No one has more faith in the Knights’ chances than Kispert, the MVP of last year’s state tournament who was averaging about 25 points per game this season.
“We have plenty of talent to beat anybody in the state,” he said. “Will it be more of a challenge? Yes. But also will it be much more of a fond memory and will it be that much greater of a story and will it be more unique to this group especially? For sure. These guys deserve it. They’ve worked so hard to get to this point and from what I’ve seen they have a firm belief they can do it for a third straight year.”
Kispert said he first felt some discomfort in his foot while the team was playing in an Arizona tournament in late December. He played one game in early January before seeing a doctor and was told he needed to sit out for a few weeks with a stress fracture.
He returned for brief stint on senior night on Jan. 27, then felt a pop in each foot while driving to the basket during the Feb. 1 game against Archbishop Murphy.

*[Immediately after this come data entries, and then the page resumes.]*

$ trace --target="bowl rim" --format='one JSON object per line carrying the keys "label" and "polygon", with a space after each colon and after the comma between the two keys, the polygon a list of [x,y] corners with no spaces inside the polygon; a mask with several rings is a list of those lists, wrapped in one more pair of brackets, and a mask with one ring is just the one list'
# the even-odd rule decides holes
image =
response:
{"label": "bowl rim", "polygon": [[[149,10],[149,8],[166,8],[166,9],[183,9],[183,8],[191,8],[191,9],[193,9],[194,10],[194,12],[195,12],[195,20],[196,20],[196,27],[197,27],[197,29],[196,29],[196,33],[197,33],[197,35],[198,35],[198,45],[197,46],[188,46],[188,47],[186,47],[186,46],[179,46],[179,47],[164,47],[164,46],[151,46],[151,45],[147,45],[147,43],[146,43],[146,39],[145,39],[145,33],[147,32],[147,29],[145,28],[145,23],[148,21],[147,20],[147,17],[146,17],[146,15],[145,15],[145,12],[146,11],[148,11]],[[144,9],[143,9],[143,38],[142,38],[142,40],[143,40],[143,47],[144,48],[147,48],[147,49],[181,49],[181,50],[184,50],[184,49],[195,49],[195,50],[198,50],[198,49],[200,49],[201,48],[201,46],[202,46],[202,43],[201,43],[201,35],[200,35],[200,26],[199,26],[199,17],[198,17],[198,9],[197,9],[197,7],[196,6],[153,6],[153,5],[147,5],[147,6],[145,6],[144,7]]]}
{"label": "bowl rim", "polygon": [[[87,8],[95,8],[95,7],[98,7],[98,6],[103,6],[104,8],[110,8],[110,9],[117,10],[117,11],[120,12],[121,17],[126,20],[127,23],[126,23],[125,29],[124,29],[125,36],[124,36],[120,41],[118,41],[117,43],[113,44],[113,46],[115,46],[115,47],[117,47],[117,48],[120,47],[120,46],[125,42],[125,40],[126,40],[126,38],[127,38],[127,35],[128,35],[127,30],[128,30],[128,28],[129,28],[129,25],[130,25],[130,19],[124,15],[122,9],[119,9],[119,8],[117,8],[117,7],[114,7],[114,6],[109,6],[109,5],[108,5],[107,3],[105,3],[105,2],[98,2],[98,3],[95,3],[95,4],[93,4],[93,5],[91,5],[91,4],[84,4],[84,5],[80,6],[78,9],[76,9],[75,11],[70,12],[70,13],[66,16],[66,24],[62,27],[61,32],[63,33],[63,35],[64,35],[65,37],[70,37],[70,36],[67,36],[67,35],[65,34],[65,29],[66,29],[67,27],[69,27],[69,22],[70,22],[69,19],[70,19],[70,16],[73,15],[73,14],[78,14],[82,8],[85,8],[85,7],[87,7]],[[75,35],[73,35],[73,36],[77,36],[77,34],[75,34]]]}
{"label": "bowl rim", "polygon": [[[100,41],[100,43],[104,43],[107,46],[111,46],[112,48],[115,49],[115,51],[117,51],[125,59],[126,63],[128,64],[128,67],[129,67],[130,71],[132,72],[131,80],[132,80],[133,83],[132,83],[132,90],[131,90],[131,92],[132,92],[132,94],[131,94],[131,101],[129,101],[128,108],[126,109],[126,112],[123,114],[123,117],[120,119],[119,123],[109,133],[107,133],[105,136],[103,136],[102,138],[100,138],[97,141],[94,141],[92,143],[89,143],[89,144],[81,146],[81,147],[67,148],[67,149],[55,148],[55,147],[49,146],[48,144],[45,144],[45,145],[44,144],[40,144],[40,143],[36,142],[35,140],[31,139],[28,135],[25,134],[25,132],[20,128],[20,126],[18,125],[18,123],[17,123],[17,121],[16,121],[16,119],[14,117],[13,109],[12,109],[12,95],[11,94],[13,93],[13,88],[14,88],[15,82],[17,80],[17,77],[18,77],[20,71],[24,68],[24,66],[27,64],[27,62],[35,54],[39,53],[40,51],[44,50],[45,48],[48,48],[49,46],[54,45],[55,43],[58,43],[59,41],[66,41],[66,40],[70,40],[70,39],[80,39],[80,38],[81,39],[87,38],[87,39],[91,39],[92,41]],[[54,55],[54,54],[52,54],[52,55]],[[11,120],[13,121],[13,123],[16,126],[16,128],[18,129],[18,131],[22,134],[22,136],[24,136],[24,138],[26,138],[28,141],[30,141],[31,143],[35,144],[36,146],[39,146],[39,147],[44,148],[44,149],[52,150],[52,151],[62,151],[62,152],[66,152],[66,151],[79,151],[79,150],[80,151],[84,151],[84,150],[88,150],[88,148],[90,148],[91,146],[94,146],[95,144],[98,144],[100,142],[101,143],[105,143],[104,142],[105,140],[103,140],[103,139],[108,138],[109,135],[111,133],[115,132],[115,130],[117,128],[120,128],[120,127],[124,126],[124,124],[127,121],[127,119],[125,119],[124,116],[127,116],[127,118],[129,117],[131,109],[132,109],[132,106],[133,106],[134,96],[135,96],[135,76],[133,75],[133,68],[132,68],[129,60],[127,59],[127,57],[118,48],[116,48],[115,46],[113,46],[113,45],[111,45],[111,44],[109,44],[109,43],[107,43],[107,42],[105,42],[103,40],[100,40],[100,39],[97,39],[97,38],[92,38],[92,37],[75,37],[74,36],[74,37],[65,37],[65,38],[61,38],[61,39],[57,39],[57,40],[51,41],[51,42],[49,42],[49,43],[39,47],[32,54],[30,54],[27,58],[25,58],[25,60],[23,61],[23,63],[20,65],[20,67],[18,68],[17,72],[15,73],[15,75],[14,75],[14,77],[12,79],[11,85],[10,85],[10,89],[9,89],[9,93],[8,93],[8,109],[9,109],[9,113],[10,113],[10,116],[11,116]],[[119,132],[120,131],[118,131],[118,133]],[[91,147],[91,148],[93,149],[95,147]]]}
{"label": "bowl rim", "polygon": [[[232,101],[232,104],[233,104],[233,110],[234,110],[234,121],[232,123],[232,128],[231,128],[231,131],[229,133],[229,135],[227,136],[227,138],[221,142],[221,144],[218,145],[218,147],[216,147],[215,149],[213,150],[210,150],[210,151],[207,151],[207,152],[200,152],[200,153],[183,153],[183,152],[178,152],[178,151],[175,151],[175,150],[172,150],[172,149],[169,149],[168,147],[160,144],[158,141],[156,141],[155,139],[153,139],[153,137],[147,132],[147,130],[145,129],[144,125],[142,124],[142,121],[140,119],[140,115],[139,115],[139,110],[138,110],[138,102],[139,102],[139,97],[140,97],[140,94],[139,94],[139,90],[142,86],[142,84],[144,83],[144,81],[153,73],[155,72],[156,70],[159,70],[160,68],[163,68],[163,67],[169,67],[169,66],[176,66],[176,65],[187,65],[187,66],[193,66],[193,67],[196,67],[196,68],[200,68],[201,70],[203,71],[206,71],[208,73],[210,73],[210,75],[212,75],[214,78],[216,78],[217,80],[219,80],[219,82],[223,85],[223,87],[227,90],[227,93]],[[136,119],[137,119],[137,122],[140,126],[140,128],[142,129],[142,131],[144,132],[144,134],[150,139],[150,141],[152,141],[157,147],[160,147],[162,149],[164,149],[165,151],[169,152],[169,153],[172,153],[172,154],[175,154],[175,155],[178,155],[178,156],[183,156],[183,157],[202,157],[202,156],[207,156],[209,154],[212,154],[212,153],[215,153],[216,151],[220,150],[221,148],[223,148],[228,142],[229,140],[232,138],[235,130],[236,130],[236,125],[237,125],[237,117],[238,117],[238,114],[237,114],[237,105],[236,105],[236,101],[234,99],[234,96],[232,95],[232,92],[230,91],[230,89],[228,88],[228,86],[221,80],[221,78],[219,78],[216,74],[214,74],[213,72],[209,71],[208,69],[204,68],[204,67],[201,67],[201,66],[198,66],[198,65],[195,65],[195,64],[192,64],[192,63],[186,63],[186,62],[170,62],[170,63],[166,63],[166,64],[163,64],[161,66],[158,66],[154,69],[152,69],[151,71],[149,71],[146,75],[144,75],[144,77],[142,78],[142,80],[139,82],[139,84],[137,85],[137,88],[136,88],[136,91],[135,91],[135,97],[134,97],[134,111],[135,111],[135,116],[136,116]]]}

Tests the following day revealed a “Jones fracture” — a fracture in the fifth metatarsal — in the right foot. That same day, Kispert told coach Rick Skeen he wanted to address his teammates at practice.
“He walked in with crutches on and a boot on and looked them in the eye and said, ‘I’m not going to get to play with you guys anymore, but I’m going to do everything else I can,’ ” Skeen recalled. “ ‘I’m going to be your biggest fan, you’re biggest cheerleader, the best assistant coach I can be and I believe the goal is the same. I believe you can win a state title without me and I’m sad I can’t be there to be a part of it. But the goal doesn’t change, the mission doesn’t change.’ ”
Kispert, who is expecting a full recovery by summer, has lived up to those words.
“I have a tremendous coaching staff, but he has become an unbelievable assistant coach — passionate, involved, encouraging, coaching, talking,” Skeen said. “He is all over the floor on those crutches getting our kids ready to play each game.”
Multiple players have elevated their games to help pick up the scoring slack, according to the coach, but senior Dawson Percello has been key since joining the starting lineup, averaging 18 points per game — nearly triple his production as the sixth man. He scored 25 against Mount Baker on Saturday.